Torna-se evidente no texto que a posição de resguardar-se ou se expor


para o antropólogo é uma recomendação relativa, pois no caso de Zenobi a
exposição sobre suas intenções em campo e sua identidade lhe garantiram
maior receptividade, apesar de ser um tipo de atitude não recomendada para
pesquisa de campo:

“Em vez de resguardar minha posição no campo, eu a expunha.


Como se pode ver, estas ações eram orientadas de modo oposto ao
que eu havia considerado adequado até aquele momento (...) Com o
passar dos meses, eu acreditava que os membros do grupo
vivenciavam o processo de me considerar como parte integrante da
vida, um incômodo ou mal necessário...” (ZENOBI, 2010, pp. 480).

Quando acha que finalmente foi aceito por completo em seu campo, o
autor passa novamente por provações quando durante outra reunião diante da
ruptura do movimento que seu deu diante de discordâncias políticas dos
membros, de maneira que sua posição é cobrada novamente e surge a
indagação sobre este ser um infiltrado, na possibilidade de estar transmitindo
informações das reuniões aos grupos de atingidos considerados “inimigos”
devido à discordância política entre eles.

A parte do texto de Zenobi que mais me valeu foram suas considerações


sobre a importância contextual das informações, ou seja, a maneira como o
discurso do antropólogo é moldado não apenas a partir das considerações
teóricas do trabalho de campo, mas também a partir do contexto social de
execução da pesquisa, portanto nenhuma informação de conteúdo teórico é
válida sem sua significação contextual.

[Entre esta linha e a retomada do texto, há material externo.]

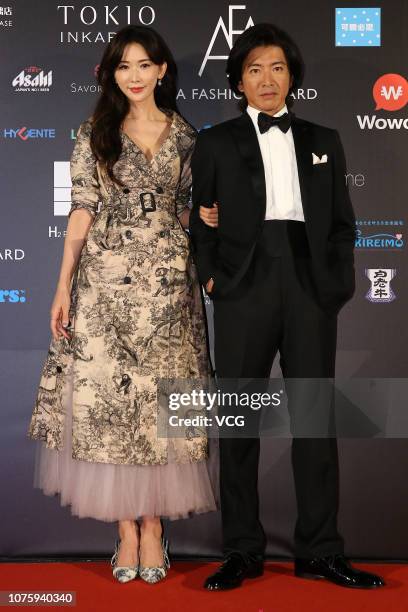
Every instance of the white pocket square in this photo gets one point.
(319, 160)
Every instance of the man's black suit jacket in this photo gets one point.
(227, 167)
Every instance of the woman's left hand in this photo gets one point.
(209, 215)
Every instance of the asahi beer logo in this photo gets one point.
(390, 93)
(380, 290)
(227, 33)
(378, 240)
(33, 79)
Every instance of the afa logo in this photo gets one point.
(228, 35)
(13, 296)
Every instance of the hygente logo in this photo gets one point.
(6, 11)
(390, 93)
(380, 290)
(32, 79)
(28, 133)
(13, 296)
(228, 34)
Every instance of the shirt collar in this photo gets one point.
(254, 112)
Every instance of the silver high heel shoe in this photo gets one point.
(155, 574)
(122, 574)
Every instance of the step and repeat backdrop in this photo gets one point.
(356, 70)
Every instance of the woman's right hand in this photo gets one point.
(60, 313)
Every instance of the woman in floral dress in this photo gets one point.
(128, 311)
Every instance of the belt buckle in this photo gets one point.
(148, 202)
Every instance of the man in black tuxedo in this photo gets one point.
(278, 267)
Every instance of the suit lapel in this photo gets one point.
(302, 139)
(246, 139)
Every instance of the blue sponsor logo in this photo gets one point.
(13, 296)
(358, 27)
(25, 133)
(378, 241)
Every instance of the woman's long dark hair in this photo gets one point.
(113, 106)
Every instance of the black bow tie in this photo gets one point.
(266, 121)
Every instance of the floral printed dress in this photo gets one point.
(137, 316)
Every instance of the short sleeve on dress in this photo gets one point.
(85, 191)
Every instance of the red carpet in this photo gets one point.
(276, 591)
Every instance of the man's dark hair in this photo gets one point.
(262, 35)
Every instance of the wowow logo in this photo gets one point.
(62, 189)
(228, 34)
(390, 93)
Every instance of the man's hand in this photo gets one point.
(209, 215)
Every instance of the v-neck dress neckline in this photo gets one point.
(156, 154)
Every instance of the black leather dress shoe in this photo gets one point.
(338, 570)
(232, 572)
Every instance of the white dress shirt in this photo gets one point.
(283, 198)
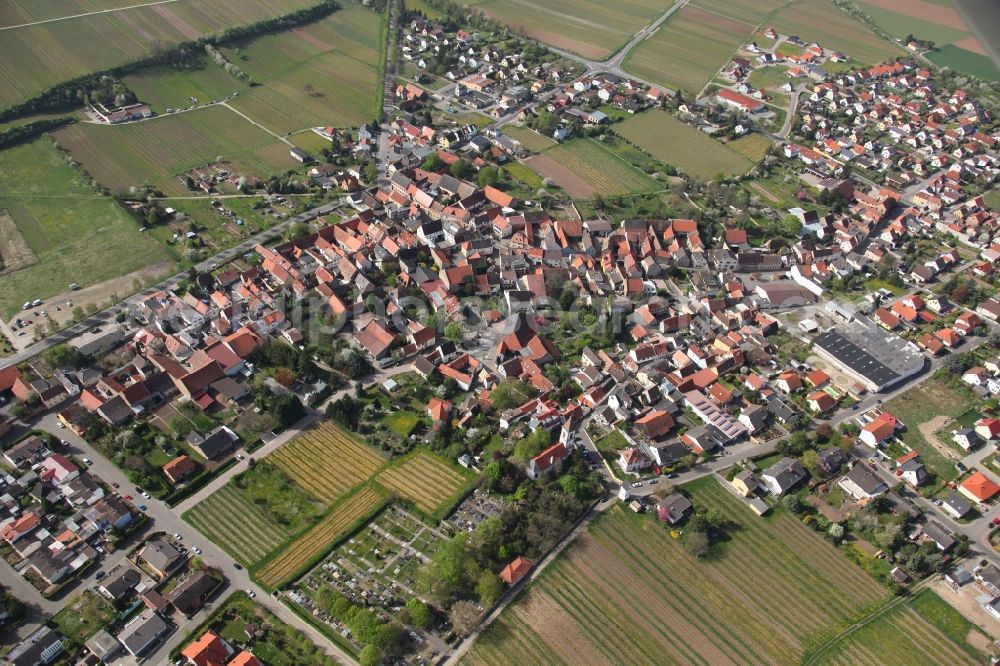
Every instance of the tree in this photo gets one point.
(453, 331)
(464, 617)
(792, 503)
(421, 614)
(287, 409)
(489, 588)
(696, 541)
(836, 531)
(370, 656)
(284, 376)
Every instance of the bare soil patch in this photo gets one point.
(15, 253)
(177, 22)
(972, 43)
(925, 11)
(548, 167)
(582, 48)
(929, 429)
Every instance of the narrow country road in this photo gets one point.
(102, 11)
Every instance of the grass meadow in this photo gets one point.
(76, 234)
(768, 594)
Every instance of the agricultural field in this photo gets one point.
(523, 174)
(924, 409)
(768, 78)
(322, 74)
(529, 138)
(669, 140)
(36, 57)
(922, 630)
(55, 228)
(587, 27)
(753, 146)
(165, 88)
(216, 230)
(821, 21)
(157, 151)
(593, 605)
(965, 61)
(583, 168)
(690, 48)
(941, 24)
(300, 552)
(326, 461)
(254, 513)
(427, 481)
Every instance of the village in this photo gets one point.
(440, 313)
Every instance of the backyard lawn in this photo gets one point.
(927, 405)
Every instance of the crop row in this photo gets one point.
(320, 537)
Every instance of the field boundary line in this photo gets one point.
(624, 161)
(890, 605)
(756, 28)
(102, 11)
(254, 122)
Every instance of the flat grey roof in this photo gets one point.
(856, 358)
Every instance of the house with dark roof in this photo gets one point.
(547, 462)
(673, 508)
(189, 596)
(783, 475)
(862, 483)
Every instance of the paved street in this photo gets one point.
(108, 315)
(168, 520)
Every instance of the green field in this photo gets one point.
(66, 225)
(669, 140)
(754, 146)
(84, 616)
(590, 28)
(627, 592)
(583, 167)
(157, 151)
(769, 78)
(165, 88)
(36, 57)
(524, 174)
(931, 399)
(966, 62)
(529, 138)
(695, 42)
(821, 21)
(899, 25)
(251, 517)
(923, 630)
(322, 74)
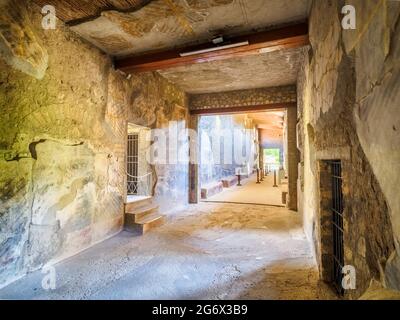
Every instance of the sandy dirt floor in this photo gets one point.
(208, 251)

Á partir disto, é possível afirmar,
segundo o autor, que as dificuldades enfrentadas pelo antropólogo em
estabelecer relações sociais se dão em parte pelo fato de que a chegada do
pesquisador é muito posterior ao entrelace de relações dos “nativos”, de
maneira que o “de fora” nada sabe sobre a natureza dos conflitos e alianças.
Contudo, o antropólogo ressalta a importância da cautela em relação ao
discurso quando de fato compara o trabalho do antropólogo ao de um espião:

“Que diferença haveria entre nosso trabalho e o de um espião


infiltrado em um grupo? Suspeito que, diante das dúvidas sobre meu
potencial perigo, esta também fosse a pergunta que se faziam os que
me acusaram. Tal como se pode ver, em um contexto muito diferente,
estes nativos estavam se perguntando a mesma coisa que os
antropólogos.” (ZENOBI, 2010, pp. 492).

Contudo, o trabalho de antropólogo se mostra muito semelhante ao de


um espião, porém o que os diferencia são as intenções com as quais são
utilizadas as informações, e para isso, o antropólogo deve inserir-e no “mundo”
do nativo, o qual é estabelecido pelas relações sociais prévias à sua chegada.
Este tipo de inserção deve ser realizado pro meio das interações, de maneira
que o antropólogo assim terá acesso ao ponto de vista “nativo” sobre o mundo,
sendo agora parte da rede de relações locais e estando sujeito ao mesmos
critérios e julgamentos que os nativos estabelecem um para com o outro.
Bibliografias: PRICE, Richard. “Meditação em torno dos usos da narrativa na
antropologia contmporânea”. In: Revista Horizontes Antropológicos. Porto
Alegre, ano 10, n. 21, pp. 293-312, jan./jun. 2004;

ZENOBI, D. “O antropólogo como espião: das acusações públicas à construção


das perspectivas nativas”. Revista Mana, Vol. 16, No. 2, pp. 471-499, 2010.